The latest such claim comes from Nobel Laureate Steven Chu, director of the Lawrence Berkeley National Laboratory at Cal-Berkeley. Flush with a $500 million grant from British Petroleum to develop biofuels from “alternative” sources, Chu recently declared that “We should look at corn as a transitional [ethanol] crop.” A press account of his talk paraphrased him as follows:
[W]ithin five to 10 years, Chu said, scientific discoveries and refining processes could improve enough to move grasses, woody substances, and waste to the head of the line for making fuels. Some grasses could provide five times the amount of fuel from an acre as corn.
Within five to ten years … here we go again. Cellulosic ethanol boosters have been sticking to that particular story for decades now.
Meanwhile, while cellulosic boosters rack up points for consistency, we get yet another study predicting that the miracle fuel will remain a purely theoretical construct for the foreseeable future. (In a recent post, I summarized what’s becoming a quiet consensus among high-level policy makers: cellulosic is a bust.)
The new study, by Iowa-based business consultancy Context Network, says this (from a summary in, of all places, Biomass Magazine):
[T]he most significant finding was that cellulosic ethanol has little chance of becoming a major contributor to the biofuels market. “While there’s high hopes for cellulosic ethanol, it’s going to develop much more slowly than people think,” [the study’s lead author] said.
(Hat tip to Ron Steenblik.)
Whoa. Now, it’s important to note that such bean-counter studies have a tendency to be wrong. According to my own economic models, my dog will start hassling me for supper at about 5:30 p.m. EST. But just a second ago, she flung a paw at me and started giving me what I call the “fish eye.” Reality is chaotic; it takes defying economists’ models to the level of a sport.
But it’s hard to argue with this logic:
The paper noted that there are only two cellulosic ethanol pilot plants currently operating in the United States.

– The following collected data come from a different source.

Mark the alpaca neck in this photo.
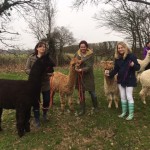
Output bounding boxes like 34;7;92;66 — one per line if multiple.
104;75;114;85
67;66;76;89
144;56;150;64
28;61;43;88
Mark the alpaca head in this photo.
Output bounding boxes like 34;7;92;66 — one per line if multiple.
41;53;56;74
100;61;114;70
69;58;79;69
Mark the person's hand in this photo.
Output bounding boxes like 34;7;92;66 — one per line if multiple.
105;70;110;76
75;68;82;72
130;61;134;67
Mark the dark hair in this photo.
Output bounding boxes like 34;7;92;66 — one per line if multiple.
79;40;88;48
146;41;150;47
33;41;46;55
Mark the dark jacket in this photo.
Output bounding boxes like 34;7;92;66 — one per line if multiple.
74;49;95;91
109;53;140;87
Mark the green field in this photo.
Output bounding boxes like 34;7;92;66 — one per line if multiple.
0;68;150;150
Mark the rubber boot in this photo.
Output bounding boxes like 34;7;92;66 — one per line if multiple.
43;109;49;122
91;95;98;109
78;101;86;116
34;110;40;127
90;92;99;112
126;103;134;120
118;101;127;118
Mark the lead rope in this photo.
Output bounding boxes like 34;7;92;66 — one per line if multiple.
123;60;132;81
77;71;84;102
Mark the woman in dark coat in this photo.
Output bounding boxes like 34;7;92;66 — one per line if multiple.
74;40;98;116
105;42;140;120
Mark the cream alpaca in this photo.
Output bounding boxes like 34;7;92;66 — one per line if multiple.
100;61;119;108
137;50;150;72
50;58;78;113
139;69;150;104
136;50;150;82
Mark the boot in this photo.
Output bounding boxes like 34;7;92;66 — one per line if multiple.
92;96;99;110
34;110;40;127
126;103;134;120
43;109;49;122
118;101;127;118
78;101;86;116
90;92;99;113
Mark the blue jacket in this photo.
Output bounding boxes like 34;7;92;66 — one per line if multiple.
109;53;140;87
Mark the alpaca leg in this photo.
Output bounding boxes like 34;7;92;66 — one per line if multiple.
16;109;25;137
68;95;74;112
24;108;31;132
114;95;119;108
33;100;40;127
0;108;3;131
108;95;112;108
139;88;147;104
60;93;66;113
50;91;55;106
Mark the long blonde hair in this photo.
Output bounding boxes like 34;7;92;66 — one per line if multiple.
114;42;132;59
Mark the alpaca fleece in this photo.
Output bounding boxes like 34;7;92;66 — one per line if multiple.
0;54;55;137
139;69;150;104
100;61;119;108
50;58;78;112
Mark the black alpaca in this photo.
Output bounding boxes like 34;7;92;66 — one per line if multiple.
0;54;55;137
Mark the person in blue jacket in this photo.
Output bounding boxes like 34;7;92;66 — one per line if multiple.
105;42;140;120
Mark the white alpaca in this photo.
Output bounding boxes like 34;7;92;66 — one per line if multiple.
139;69;150;104
136;50;150;82
137;50;150;72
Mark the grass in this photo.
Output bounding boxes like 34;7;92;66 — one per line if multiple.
0;67;150;150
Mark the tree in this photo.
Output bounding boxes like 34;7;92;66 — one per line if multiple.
0;0;42;17
26;0;57;59
73;0;150;7
52;26;76;65
0;0;42;47
93;0;150;53
26;1;76;64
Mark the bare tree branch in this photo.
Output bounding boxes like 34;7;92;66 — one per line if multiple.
72;0;150;7
128;0;150;5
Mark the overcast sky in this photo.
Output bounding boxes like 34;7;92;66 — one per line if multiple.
1;0;124;50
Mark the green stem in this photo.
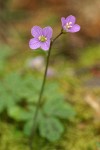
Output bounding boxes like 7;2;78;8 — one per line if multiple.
29;30;63;150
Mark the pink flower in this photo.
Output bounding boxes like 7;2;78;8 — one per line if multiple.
61;15;80;33
29;26;53;51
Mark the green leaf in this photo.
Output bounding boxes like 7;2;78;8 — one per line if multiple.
0;95;15;111
0;83;16;113
39;116;64;142
23;109;42;136
43;99;76;119
44;82;61;100
4;72;41;103
4;72;24;101
8;106;33;121
23;120;33;136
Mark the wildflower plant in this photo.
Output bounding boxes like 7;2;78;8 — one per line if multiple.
29;15;80;150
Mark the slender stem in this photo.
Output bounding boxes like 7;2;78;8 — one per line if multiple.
29;30;63;150
52;29;63;44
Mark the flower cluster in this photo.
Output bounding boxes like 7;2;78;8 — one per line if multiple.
29;15;80;51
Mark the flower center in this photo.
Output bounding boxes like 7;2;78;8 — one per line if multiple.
38;35;47;42
65;22;72;29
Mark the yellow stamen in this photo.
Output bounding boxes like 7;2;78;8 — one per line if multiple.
66;22;72;29
38;35;47;42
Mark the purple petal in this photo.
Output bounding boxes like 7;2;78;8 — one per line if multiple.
61;17;66;27
68;24;80;33
65;15;76;25
42;27;53;39
40;40;50;51
31;26;42;37
29;38;41;50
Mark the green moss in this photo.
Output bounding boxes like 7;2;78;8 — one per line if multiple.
0;110;99;150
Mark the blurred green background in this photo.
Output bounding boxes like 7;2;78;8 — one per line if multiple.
0;0;100;150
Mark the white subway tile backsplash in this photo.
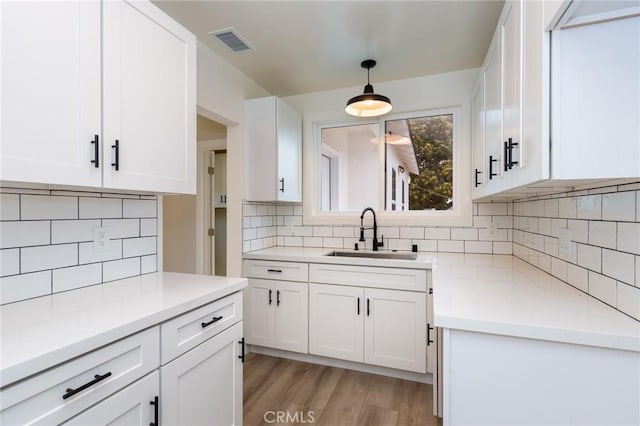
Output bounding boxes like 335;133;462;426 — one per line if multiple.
588;221;617;249
451;228;478;241
425;228;450;240
551;258;568;281
567;220;589;244
588;271;617;306
617;222;640;255
567;263;589;292
304;237;322;247
544;199;559;218
437;240;464;253
53;263;102;293
577;244;601;272
21;244;77;273
323;237;344;249
244;204;257;216
617;282;640;320
333;227;355;238
602;249;635;285
21;195;77;220
0;271;51;304
123;237;156;258
478;202;508;216
79;239;123;264
0;249;19;277
387;238;412;251
493;241;512;255
79;197;121;219
52;220;101;244
313;226;333;237
292;226;312;237
276;205;294;216
0;221;50;249
636;256;640;288
103;257;140;282
558;197;577;219
141;255;157;274
400;227;425;239
576;195;601;220
103;219;140;239
0;194;19;221
123;199;156;218
250;216;262;227
465;241;492;254
415;240;437;252
378;227;400;239
602;191;636;222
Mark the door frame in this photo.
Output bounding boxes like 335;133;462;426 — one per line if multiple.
196;138;226;274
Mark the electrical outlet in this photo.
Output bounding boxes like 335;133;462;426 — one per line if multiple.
93;227;110;251
487;222;498;237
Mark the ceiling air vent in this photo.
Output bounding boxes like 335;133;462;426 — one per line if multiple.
209;28;253;53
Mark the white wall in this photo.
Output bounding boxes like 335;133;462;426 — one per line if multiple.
195;42;270;277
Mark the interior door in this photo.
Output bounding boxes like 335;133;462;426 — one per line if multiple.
0;1;101;187
102;0;196;194
309;283;364;363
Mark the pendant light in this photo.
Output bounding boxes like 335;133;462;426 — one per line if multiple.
370;131;412;145
345;59;392;117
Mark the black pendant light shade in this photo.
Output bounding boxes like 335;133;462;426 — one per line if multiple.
345;59;392;117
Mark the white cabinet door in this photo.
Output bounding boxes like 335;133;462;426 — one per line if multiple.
483;27;503;184
364;288;426;374
276;99;302;202
214;152;227;208
552;15;640;179
502;0;521;175
102;0;196;194
0;1;101;187
245;279;276;348
161;322;243;426
309;283;364;363
471;79;486;197
63;372;159;426
275;281;308;354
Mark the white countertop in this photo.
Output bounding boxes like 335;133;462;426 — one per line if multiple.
244;248;640;352
0;272;247;387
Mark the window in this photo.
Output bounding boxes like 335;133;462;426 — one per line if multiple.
309;106;471;226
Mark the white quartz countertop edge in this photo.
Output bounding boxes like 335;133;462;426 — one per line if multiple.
0;272;248;388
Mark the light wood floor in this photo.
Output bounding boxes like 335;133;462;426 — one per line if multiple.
243;353;441;426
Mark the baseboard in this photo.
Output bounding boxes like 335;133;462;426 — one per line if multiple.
247;345;432;384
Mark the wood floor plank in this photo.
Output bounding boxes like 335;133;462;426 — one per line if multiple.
243;354;439;426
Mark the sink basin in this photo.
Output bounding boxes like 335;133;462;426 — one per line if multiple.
325;250;418;260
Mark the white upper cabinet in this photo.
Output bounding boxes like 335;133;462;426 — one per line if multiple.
246;96;302;202
471;79;486;195
102;0;196;194
551;11;640;179
0;1;102;187
1;0;196;194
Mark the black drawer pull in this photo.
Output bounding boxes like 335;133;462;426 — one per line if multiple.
367;298;371;316
427;323;434;345
474;168;482;187
201;315;223;328
489;155;498;179
508;138;519;169
276;290;281;306
238;338;245;363
357;297;360;315
279;177;285;192
149;395;159;426
111;140;119;171
503;141;509;172
267;269;282;273
63;372;112;400
90;135;99;168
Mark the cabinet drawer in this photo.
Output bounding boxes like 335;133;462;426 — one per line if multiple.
244;260;309;282
0;327;159;426
160;291;243;364
310;263;427;292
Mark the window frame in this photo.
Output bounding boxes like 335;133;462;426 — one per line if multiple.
303;105;472;227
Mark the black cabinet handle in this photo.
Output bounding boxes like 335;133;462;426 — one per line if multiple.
503;141;509;172
427;324;434;346
429;287;433;295
276;290;281;306
111;140;119;171
508;138;519;169
279;177;285;192
220;195;223;204
267;269;282;273
366;298;370;316
238;338;245;363
489;155;498;179
90;135;99;168
474;168;482;187
268;289;273;305
201;316;223;328
224;195;227;204
63;372;112;400
149;396;159;426
357;297;360;315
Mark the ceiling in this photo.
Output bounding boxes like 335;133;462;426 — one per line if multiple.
153;1;504;97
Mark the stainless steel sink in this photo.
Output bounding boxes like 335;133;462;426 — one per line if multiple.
325;250;418;260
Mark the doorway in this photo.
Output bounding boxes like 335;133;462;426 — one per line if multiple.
208;150;227;275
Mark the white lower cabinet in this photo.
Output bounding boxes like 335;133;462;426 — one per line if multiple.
245;278;308;354
161;322;243;426
63;371;159;426
309;283;427;374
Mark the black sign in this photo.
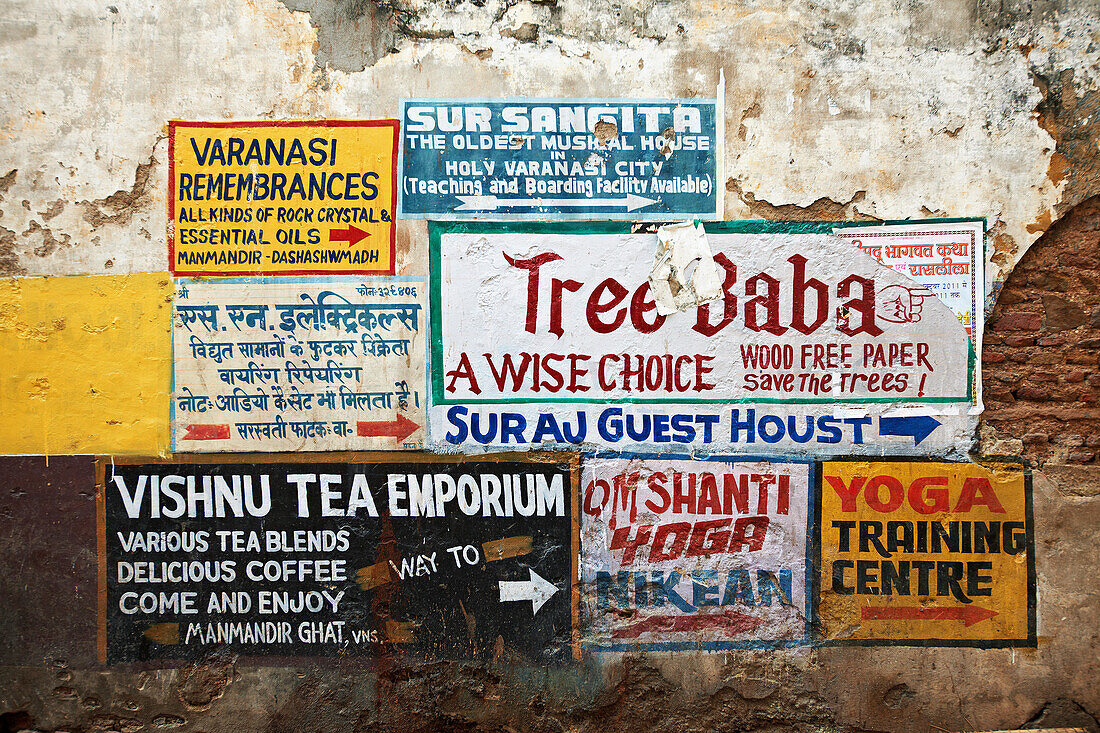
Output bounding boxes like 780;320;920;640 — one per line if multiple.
100;458;576;664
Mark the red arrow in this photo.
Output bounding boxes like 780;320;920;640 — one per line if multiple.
182;424;230;440
329;224;369;247
861;605;998;627
357;415;419;442
612;611;765;639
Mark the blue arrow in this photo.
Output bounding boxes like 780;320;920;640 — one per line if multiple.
879;415;942;445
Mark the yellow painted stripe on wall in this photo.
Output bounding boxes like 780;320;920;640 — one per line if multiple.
0;273;172;454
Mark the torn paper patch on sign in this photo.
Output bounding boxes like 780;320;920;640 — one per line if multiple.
833;221;984;339
649;221;723;315
833;219;985;414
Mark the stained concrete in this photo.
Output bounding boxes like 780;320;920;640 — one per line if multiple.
0;0;1098;730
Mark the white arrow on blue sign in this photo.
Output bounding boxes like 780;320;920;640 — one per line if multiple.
455;194;658;212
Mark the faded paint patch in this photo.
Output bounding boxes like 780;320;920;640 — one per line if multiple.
1025;11;1100;216
0;225;24;276
275;0;400;72
593;118;618;144
26;376;49;400
79;154;157;229
0;272;171;454
176;663;234;710
23;220;71;258
0;169;17;200
726;181;878;223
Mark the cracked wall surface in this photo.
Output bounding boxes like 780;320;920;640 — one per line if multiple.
0;0;1095;284
0;0;1098;731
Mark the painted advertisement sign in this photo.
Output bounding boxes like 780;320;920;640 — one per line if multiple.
172;278;425;452
834;221;985;338
429;221;980;455
817;460;1034;645
169;120;398;276
398;100;719;219
582;455;812;651
97;456;579;663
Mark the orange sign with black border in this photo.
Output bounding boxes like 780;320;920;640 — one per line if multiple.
816;459;1035;646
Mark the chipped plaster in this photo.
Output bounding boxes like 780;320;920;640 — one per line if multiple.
0;0;1093;290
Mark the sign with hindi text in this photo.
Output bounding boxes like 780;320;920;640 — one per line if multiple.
429;221;980;456
582;455;812;651
172;278;424;452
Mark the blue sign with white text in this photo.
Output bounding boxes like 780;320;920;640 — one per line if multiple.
398;99;719;220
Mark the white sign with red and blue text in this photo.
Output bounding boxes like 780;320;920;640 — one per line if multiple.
428;220;983;456
581;455;812;651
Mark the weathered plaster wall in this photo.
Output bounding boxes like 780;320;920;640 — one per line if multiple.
0;445;1097;732
1;1;1098;731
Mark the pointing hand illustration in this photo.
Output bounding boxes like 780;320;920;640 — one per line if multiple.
877;285;931;324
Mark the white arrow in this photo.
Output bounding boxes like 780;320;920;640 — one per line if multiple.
455;193;657;212
498;568;559;615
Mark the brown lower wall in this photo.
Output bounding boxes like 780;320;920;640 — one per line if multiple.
0;454;1097;733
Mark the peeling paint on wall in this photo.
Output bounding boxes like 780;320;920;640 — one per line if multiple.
0;0;1099;731
0;0;1093;286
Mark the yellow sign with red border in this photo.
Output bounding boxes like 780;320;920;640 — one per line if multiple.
169;120;397;276
818;460;1034;645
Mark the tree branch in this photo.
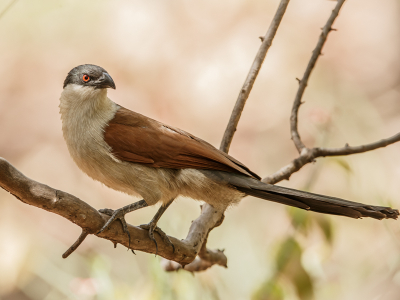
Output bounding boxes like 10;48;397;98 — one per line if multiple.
162;221;228;273
62;230;89;258
263;132;400;185
220;0;291;153
316;133;400;156
266;0;400;186
290;0;346;153
0;157;224;266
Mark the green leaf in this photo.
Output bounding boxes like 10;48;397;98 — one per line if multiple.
287;207;310;234
275;237;314;300
252;278;284;300
275;237;301;273
330;158;352;174
314;216;333;244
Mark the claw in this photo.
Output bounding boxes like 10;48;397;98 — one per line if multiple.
98;208;132;249
139;223;158;255
139;223;175;255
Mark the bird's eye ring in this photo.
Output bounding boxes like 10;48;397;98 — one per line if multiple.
82;74;90;82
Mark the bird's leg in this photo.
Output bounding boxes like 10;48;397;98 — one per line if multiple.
98;199;148;249
140;201;174;255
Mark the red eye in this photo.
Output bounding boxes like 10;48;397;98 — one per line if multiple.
82;74;90;82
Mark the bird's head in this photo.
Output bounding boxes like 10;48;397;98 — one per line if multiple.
63;64;116;90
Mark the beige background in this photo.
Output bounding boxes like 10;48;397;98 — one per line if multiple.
0;0;400;299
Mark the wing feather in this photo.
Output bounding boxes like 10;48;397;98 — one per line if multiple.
104;106;260;179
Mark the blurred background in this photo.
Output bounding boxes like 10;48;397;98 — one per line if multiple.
0;0;400;299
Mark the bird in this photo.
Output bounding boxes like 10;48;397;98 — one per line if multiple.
59;64;398;252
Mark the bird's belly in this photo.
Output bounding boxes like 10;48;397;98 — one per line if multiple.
74;149;180;205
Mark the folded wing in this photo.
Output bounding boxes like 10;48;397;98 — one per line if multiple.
104;106;261;179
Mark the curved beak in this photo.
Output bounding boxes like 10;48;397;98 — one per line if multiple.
96;72;116;89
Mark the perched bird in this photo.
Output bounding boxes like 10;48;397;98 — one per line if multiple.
60;64;398;252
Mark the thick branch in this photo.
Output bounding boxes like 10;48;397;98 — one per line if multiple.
290;0;346;153
0;157;223;266
220;0;291;153
163;225;228;273
163;204;227;272
162;252;227;273
263;132;400;184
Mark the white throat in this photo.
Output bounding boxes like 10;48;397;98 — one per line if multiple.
59;84;119;179
59;84;111;119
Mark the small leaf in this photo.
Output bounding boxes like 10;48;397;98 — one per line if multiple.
330;158;352;174
275;238;314;300
252;278;284;300
288;207;310;234
276;237;301;273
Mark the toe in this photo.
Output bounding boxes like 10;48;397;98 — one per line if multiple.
154;227;175;253
141;223;175;253
98;208;123;234
99;208;115;216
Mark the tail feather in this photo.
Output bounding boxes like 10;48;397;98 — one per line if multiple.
200;170;399;220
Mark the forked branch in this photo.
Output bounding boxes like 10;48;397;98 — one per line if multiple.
271;0;400;185
263;132;400;185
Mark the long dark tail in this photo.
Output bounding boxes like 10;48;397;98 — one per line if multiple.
200;170;399;220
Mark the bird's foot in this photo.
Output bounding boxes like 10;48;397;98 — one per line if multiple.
139;222;175;255
98;208;132;249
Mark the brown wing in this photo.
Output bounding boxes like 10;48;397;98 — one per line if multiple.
104;106;261;179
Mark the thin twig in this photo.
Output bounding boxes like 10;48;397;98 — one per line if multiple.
62;230;89;258
220;0;291;153
0;0;18;20
316;133;400;156
263;132;400;185
290;0;346;153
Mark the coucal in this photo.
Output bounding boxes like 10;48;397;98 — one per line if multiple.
59;64;398;252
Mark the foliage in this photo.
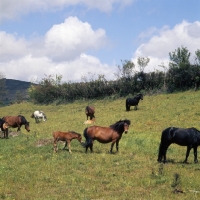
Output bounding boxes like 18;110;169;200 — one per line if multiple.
26;47;200;104
1;91;200;199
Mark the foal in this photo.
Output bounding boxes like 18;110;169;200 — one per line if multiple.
53;131;83;153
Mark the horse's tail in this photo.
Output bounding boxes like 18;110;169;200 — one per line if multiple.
82;128;92;148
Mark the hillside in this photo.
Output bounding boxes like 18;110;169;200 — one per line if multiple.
3;79;31;104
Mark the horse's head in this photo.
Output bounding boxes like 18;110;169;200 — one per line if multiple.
30;113;34;118
25;122;30;132
137;93;143;100
77;134;83;143
123;120;131;134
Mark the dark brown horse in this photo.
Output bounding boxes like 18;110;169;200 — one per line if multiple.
85;106;95;120
53;131;83;153
2;115;30;137
82;119;131;153
0;119;9;138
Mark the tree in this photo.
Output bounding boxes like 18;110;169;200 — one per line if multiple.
137;57;150;72
114;60;135;80
169;46;191;68
195;49;200;65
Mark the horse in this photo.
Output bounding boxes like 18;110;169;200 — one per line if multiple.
82;119;131;153
85;106;95;120
0;119;9;138
126;93;143;111
31;110;47;123
2;115;30;135
53;131;83;153
157;127;200;163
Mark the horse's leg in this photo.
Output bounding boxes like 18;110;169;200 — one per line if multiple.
53;139;58;152
67;141;72;153
193;146;198;163
63;141;67;150
116;140;119;152
89;143;93;153
5;128;9;139
110;142;115;153
159;144;170;163
183;146;192;163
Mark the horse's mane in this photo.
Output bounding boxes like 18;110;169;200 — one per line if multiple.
70;131;81;136
110;119;131;131
18;115;28;123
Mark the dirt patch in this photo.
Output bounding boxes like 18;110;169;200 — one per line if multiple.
35;138;53;147
0;131;20;138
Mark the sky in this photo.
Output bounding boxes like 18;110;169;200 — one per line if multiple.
0;0;200;83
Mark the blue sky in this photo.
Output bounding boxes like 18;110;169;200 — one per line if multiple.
0;0;200;82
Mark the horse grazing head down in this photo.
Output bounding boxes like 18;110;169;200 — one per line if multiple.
158;127;200;163
53;131;83;153
31;110;47;123
2;115;30;133
85;106;95;120
126;93;143;111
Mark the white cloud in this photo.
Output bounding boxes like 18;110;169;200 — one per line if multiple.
44;17;107;61
0;16;115;82
0;0;134;22
132;20;200;72
1;54;115;82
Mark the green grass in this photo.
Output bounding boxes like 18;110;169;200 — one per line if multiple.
1;91;200;199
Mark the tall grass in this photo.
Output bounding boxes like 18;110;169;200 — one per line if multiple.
0;91;200;199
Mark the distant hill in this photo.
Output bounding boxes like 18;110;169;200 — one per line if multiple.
3;79;32;104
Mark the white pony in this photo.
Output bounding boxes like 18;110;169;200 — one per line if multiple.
31;110;47;123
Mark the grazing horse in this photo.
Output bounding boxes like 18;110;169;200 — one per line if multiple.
82;119;131;153
85;106;95;120
0;119;9;138
2;115;30;134
53;131;83;153
157;127;200;163
31;110;47;123
126;93;143;111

Other demonstration plants won’t begin producing until 2010 or 2011, making the short-term EISA requirement of having 100 million gallons of cellulosic ethanol by 2012 unattainable.
Meanwhile, as I noted in the post linked above, government officials with their ears to the ground in both the corn-farming and research communities — namely, a USDA researcher and the pro-ethanol chair of the House ag committee — have also expressed deep pessimism regarding cellulosic ethanol.
Given that cellulosic is widely hailed as the glorious endgame of what nearly everyone says is a pathetic fuel source — corn — it’s time to have a serious conversation about cellulosic ethanol and what its real prospects are.